[AI] 论文笔记 - CVPR2018 Super SloMo: High Quality Estimation of Multiple Intermediate Frames for Video Interpolation

EDITORIAL

30

Original video (30fps)
240

Video (240fps) complement the frame

  This article is bloggers to use in the process of doing the experiment method, just do the translation of the article to undergraduate complete set up, and now it is transported to the blog up, because I think the idea of ​​this article is really good.
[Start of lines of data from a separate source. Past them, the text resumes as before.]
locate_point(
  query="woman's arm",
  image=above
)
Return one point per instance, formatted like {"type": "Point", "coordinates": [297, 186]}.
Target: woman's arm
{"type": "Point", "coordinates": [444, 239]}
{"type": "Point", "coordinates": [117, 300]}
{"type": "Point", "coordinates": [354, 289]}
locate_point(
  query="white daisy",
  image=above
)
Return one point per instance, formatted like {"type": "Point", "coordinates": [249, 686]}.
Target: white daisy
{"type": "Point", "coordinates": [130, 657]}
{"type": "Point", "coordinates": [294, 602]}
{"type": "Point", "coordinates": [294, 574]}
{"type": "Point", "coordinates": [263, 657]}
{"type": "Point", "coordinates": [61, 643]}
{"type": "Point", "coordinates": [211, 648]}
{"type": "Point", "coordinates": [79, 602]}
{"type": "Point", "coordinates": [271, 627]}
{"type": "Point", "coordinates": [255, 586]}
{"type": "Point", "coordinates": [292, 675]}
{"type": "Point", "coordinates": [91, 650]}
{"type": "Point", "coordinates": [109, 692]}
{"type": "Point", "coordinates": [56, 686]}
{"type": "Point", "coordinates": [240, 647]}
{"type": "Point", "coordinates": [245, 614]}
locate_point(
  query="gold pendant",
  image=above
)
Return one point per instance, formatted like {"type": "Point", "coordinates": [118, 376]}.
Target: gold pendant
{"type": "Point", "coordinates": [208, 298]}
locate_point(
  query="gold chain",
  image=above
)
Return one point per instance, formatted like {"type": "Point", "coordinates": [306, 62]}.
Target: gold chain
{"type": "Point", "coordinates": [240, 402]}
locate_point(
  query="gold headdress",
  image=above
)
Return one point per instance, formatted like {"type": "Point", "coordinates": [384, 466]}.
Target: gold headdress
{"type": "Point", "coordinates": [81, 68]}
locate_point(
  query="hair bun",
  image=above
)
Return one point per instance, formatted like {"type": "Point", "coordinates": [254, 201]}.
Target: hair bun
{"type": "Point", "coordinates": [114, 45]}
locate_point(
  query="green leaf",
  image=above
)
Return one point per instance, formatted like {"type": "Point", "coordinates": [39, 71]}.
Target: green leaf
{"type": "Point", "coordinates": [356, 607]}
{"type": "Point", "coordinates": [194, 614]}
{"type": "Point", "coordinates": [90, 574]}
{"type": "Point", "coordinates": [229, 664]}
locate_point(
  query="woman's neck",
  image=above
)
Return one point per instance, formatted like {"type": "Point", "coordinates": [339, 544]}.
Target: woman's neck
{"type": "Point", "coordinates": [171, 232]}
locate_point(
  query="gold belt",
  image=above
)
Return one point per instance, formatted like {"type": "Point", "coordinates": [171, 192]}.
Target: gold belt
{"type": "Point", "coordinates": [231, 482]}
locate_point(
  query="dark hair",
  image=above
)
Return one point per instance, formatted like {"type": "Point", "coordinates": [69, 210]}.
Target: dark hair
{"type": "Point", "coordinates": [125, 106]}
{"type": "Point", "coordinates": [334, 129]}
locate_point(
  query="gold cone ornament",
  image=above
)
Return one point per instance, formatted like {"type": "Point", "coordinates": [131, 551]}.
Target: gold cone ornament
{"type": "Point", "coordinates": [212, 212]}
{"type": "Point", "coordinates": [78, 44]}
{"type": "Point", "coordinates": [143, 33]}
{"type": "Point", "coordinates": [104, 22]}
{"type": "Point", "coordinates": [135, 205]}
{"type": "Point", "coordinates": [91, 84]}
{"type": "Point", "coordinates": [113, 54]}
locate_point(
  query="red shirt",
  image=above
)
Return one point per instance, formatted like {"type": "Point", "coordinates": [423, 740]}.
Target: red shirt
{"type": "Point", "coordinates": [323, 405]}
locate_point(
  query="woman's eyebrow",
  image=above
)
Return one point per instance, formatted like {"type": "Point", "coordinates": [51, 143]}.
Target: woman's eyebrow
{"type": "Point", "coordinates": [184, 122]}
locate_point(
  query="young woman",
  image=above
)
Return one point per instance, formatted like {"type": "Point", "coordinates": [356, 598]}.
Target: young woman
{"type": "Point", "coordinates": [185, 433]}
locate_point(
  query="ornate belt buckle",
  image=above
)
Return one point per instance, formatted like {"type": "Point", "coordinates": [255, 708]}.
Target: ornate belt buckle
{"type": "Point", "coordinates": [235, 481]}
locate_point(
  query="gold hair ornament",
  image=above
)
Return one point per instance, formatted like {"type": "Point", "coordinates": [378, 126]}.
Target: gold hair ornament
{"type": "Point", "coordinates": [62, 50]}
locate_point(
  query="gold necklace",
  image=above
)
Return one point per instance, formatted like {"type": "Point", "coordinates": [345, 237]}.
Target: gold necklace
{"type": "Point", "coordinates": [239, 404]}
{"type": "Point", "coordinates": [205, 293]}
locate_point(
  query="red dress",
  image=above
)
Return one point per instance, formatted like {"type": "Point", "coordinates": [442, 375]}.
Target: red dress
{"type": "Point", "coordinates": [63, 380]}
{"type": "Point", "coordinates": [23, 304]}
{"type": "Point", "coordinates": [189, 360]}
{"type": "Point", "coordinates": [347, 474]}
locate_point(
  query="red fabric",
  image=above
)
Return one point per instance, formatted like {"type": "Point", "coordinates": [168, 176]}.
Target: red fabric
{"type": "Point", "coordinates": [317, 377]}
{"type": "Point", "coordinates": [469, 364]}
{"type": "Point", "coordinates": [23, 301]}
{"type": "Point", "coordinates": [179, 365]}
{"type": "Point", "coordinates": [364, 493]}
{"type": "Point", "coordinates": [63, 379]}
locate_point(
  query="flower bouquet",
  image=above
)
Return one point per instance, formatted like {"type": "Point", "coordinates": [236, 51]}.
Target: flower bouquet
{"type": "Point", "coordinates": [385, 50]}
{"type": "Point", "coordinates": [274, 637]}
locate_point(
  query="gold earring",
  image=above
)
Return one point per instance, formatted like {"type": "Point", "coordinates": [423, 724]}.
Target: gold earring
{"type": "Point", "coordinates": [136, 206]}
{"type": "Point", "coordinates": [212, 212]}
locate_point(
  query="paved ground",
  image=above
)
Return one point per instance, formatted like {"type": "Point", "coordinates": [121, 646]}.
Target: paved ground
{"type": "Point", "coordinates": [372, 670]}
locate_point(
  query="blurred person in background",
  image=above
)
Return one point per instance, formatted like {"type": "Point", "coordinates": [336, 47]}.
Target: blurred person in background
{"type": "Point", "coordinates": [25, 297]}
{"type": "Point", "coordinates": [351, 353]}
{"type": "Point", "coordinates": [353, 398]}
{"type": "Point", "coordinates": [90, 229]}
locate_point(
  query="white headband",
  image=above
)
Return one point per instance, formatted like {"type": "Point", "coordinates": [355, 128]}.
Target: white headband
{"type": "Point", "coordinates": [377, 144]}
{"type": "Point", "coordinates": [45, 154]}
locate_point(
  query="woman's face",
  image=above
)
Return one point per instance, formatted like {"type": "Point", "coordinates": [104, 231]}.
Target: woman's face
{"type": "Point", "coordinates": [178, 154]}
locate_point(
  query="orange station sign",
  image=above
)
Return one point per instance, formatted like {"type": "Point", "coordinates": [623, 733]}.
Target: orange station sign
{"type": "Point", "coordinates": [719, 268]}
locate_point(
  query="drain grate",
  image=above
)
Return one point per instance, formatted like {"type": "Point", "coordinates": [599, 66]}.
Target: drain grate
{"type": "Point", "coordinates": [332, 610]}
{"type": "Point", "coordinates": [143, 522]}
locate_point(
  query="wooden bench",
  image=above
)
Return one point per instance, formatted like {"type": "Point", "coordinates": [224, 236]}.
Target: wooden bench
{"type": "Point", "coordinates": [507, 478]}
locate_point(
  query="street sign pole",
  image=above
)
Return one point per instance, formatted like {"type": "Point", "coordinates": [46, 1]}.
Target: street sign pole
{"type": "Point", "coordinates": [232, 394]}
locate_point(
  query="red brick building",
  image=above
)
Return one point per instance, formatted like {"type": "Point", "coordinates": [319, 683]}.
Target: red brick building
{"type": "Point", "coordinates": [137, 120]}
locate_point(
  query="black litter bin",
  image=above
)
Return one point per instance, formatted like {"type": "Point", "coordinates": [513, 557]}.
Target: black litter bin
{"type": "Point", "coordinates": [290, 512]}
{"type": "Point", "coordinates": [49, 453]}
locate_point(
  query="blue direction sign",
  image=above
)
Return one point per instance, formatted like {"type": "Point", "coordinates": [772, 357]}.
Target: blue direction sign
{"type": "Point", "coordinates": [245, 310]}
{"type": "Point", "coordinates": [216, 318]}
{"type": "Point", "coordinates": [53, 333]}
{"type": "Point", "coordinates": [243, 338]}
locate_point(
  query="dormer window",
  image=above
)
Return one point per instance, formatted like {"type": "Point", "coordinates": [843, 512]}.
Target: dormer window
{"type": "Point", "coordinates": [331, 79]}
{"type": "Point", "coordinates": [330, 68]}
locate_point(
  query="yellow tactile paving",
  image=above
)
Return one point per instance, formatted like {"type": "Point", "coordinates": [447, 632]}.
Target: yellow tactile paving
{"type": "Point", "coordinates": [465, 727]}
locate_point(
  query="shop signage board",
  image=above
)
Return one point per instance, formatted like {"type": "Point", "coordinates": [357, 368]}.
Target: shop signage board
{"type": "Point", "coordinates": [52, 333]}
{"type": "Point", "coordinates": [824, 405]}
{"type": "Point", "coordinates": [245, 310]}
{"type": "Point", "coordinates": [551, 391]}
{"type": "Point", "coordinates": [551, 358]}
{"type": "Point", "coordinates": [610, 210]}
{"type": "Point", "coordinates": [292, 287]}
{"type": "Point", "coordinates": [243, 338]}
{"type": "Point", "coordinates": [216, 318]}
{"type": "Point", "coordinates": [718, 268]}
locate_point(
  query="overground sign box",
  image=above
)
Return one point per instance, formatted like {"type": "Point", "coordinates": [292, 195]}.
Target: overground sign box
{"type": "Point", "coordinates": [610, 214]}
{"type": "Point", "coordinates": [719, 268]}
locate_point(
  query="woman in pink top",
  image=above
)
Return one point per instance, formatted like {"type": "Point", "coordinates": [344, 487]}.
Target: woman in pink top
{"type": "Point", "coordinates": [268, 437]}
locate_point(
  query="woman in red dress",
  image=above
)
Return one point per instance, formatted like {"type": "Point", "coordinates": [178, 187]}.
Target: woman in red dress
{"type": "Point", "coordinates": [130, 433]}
  A brief idea of ​​this article: The entire network consists of two U-Net, the first U-Net is responsible for calculating the optical flow, the second U-Net is responsible for correcting optical flow (a little residual draws meaning), thus video fill the frame.

  References:

  Please indicate the source, thank you.

  PS: Some of the article content related to the formula, convenient transport, so the use of a picture of the way.

Summary

  In the case where the given two consecutive frames, the video interpolation goal is to generate intermediate frames, the video sequence is formed temporal coherence. Most existing video interpolation methods are concentrated in a single frame interpolation, we propose an end convolution neural network for any video interpolation of multiple frames, the network and block the movement explain the reasoning was jointly built mode. We first use the U-Net structure bidirectional optical flow between adjacent input image is calculated. Then, the linear fit to these optical flow at each time step, the light stream at approximately the middle of the bidirectional frame. However, these approximations only useful optical flow partially smoothed region in the vicinity of the boundary generated motion artifacts. To solve this problem, we use another U-Net to improve the approximation of the optical flow, and the visibility of the flexible predictive mapping relationship. Finally, the two images inputted twist and linear fusion, to form an intermediate frame. By applying the mapping relationship visibility distorted image before fusion, we address the impact of the occluded pixel of the intermediate frame, so as to avoid the generation of artifacts. Since we learned network parameters associated with a time no, so we approach as much as possible to generate intermediate frames as needed. In order to train our network, we used the 1132 video segment 240, which includes 300,000 independent video frames. Experimental results on the plurality of sets of data show that our method is better than the conventional method of space-time continuum.

1 Introduction

  In your life you have many memorable moments, such as babies first learn to walk a very difficult skateboard tricks, just catch the ball a dog, and so on. But because they are hard to see the details, so you may want to record in slow motion. Although using a mobile phone video shot 240 is possible, but you want to get a higher number of frames high-speed video camera is still needed. In addition, we want to slow down a lot of time is unpredictable, so these moments are usually the standard frame rate to be recorded. High frame rate recording everything is impractical, it requires a lot of memory, and power consumption is a major problem for mobile devices.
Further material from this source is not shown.